The family moved back to Colorado Springs where Don worked construction, sold insurance, and taught high school math over the next few years in the Falcon, CO and LaVeta, CO school districts. In 1979 he returned to meteorology as the Air Pollution Meteorologist for the State of Colorado. He led the Air Pollution Control Division through the worst years of carbon monoxide and particulate pollution Denver and many mountain towns ever experienced. The noxious combination of vehicle emissions of the era and severe temperature inversions placed the problem solving meteorologist where he could once again apply his outstanding technical skill, knowledge and superb initiative to determine a remedy for yet another, and ever worsening, problem. After thorough research he recommended Colorado stay on Daylight Savings Time year-round to allow what would be warmer air, the last hour of rush traffic, the opportunity to lift the traffic emissions to a higher altitude, thereby decreasing the amount of carbon monoxide available to be trapped close to the ground by the later inversion. He claimed that single act would decrease air pollution in Denver by ten percent. The recommendation fell on deaf ears. He continued to monitor Denver’s air pollution after his retirement from public service in 1994, and was happy to see the amendments to the Clean Air Act that took effect in 1994 had a marked positive effect on air pollution in the Mile High City.
He was known by all who knew him as a true man of integrity. His wife said, “He got his spine from his parents.” Both were chiropractors and pioneered the profession in southwest Missouri.
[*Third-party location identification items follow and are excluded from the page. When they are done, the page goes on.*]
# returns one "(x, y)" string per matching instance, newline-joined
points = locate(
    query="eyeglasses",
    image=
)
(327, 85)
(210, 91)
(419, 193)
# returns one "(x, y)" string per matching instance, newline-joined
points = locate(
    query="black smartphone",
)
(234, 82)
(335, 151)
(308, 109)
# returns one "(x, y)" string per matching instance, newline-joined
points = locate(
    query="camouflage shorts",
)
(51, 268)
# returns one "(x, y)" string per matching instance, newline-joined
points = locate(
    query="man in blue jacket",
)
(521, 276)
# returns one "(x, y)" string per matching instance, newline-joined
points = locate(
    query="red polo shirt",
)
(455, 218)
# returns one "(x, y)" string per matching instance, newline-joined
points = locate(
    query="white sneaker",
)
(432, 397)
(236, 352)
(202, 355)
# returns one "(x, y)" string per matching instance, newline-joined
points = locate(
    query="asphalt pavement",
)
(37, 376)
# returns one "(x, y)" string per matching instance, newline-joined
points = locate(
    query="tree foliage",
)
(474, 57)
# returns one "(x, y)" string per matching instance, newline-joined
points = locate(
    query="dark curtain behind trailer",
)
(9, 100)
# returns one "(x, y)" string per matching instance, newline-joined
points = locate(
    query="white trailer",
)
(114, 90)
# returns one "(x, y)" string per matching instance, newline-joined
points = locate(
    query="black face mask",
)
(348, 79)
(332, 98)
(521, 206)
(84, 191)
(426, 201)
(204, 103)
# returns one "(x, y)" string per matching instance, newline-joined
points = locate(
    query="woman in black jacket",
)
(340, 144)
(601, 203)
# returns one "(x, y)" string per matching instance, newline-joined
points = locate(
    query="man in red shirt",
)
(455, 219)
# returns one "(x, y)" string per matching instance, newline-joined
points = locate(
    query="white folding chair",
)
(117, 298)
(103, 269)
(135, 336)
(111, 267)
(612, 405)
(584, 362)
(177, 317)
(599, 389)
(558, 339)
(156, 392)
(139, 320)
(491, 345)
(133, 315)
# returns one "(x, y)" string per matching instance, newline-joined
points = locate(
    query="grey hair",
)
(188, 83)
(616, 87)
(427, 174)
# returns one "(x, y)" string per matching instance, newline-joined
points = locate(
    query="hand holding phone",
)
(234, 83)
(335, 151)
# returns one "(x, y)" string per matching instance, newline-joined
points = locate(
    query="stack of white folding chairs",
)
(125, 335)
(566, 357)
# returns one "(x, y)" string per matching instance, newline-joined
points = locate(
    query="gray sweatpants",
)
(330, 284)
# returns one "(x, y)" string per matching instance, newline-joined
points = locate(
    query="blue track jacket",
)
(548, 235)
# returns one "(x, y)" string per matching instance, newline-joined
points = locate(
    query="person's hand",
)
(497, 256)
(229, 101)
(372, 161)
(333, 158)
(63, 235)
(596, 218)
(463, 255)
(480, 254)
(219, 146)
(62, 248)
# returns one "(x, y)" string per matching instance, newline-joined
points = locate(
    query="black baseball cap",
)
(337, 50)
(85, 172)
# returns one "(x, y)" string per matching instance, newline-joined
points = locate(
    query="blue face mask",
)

When Donny was a baby, it was his father’s last stay in jail for practicing chiropractic, some 20 years after graduating from Palmer Collage of Chiropractic in 1909, that was the catalyst for the Missouri State Legislature to “legalize” the profession. This “spine" forged at a young age destined him to receive commendations in his career for his outstanding technical skill, knowledge and superb initiative, and it also gave clarity to the innate need to live a life worthy of more than just existing. This desire would draw him to the Christ who he would follow throughout adulthood, leading by example in a manner where others wanted to emulate him. He will be remembered as a true man of integrity.
Mr. Barbarick was preceded in death by his parents, brother Henry Fravel Barbarick, sisters Dorothy Huitt and Frances Byrd, nephew John Michael “Mike” Barbarick, and his loving wife Bettye Doss Barbarick. He is survived by his wife Alta C. Barbarick, son Bruce Allen (Sherri) Barbarick, son James Lee Barbarick, daughter Ann Barbarick Sewell, son Phil Doss (Julie) Barbarick, nephew Stephen “Steve” (Sharon) Barbarick, niece Paula (Ken) Manley, eight grandchildren and five great-grandchildren.
Funeral services will be at Olinger Crown Hill Chapel in Lakewood, Colorado at noon May 16, with full military honors. Viewing will be at the same location and day from 11:00-noon. His body will be laid to rest at Crown Hill, next to his wife Bettye.
Arrangements under the direction of Olinger Crown Hill Mortuary, Cemetery & Arboretum, Wheat Ridge, CO.